Der schwarze Schatten
Gewalt gegen Frauen ist ein weltweites Phänomen – und ein gesellschaftliches Tabu. Roswitha Reisinger hat Revierinspektorin Claudia Haag befragt, was wir im Alltag tun können.
LEBENSART: Was ist häusliche Gewalt?
Revierinspektorin Claudia Haag: Gewalt gegen Frauen beginnt bei psychischer Gewalt, das sind Beschimpfungen, Demütigungen, Drohungen, übermäßige Kontrolle, Stalking oder Isolation und geht weiter zu physischer Gewalt, wie sexuelle Übergriffe, Schläge, Tritte bis hin zum Mord.

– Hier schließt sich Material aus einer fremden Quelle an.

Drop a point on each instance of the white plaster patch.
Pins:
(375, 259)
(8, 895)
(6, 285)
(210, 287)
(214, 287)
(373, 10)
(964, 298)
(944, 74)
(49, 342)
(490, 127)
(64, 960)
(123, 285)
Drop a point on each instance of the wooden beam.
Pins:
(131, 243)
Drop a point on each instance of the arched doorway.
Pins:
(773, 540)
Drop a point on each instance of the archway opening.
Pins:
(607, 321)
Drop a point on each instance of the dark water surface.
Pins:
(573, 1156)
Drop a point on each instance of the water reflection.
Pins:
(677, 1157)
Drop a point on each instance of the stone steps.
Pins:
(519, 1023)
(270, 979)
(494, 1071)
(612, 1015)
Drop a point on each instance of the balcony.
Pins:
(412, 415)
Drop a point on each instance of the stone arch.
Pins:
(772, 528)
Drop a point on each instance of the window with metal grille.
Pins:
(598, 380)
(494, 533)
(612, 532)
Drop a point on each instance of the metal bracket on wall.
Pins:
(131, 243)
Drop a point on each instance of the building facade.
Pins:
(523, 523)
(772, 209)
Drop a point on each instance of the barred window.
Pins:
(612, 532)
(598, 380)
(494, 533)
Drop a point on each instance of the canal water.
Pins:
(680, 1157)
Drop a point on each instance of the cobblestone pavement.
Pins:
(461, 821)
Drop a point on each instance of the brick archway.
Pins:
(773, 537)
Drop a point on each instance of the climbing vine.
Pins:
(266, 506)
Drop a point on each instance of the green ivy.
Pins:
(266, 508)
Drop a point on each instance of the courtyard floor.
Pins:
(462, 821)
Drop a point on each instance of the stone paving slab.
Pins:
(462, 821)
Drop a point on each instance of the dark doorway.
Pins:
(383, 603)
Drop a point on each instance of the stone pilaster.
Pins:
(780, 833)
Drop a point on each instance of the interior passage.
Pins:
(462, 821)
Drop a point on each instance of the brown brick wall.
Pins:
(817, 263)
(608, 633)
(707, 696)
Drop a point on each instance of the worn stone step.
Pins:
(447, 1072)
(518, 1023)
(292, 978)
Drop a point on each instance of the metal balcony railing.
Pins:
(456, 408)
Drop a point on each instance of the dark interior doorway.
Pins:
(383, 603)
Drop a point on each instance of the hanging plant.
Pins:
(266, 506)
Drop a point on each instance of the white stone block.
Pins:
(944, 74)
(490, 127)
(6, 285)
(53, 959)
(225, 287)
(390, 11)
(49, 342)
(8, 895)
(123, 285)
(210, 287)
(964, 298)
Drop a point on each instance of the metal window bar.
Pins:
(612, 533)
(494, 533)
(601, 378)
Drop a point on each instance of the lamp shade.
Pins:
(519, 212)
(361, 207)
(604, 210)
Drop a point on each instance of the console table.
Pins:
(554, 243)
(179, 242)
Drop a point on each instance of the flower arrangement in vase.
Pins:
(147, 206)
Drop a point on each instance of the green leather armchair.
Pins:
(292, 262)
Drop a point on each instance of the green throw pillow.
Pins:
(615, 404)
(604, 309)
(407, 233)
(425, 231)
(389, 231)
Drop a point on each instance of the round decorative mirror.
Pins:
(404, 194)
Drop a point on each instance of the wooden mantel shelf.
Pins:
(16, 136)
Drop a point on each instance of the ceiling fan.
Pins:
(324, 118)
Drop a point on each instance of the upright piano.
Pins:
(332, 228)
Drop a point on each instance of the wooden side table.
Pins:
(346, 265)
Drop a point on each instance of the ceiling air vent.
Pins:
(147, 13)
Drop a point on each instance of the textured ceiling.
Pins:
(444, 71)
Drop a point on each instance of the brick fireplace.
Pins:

Woran erkenne ich, dass eine Arbeitskollegin, eine Nachbarin Gewalt erleidet?
Wenn man keine Verletzungsspuren sieht, ist Gewalt schwer zu erkennen. Aber: Gewalterfahrung geht immer mit einer Verhaltensänderung einher. Wenn Ihnen auffällt, dass sich beispielsweise eine Arbeitskollegin oder Nachbarin anders verhält sollten Sie nachfragen, zum Beispiel: „Ich habe das Gefühl, Ihnen geht es nicht gut.“ „Ich sehe Sie sind verletzt, wie kann ich helfen?”. Das eigene Gefühl ist da ein guter Wegweiser.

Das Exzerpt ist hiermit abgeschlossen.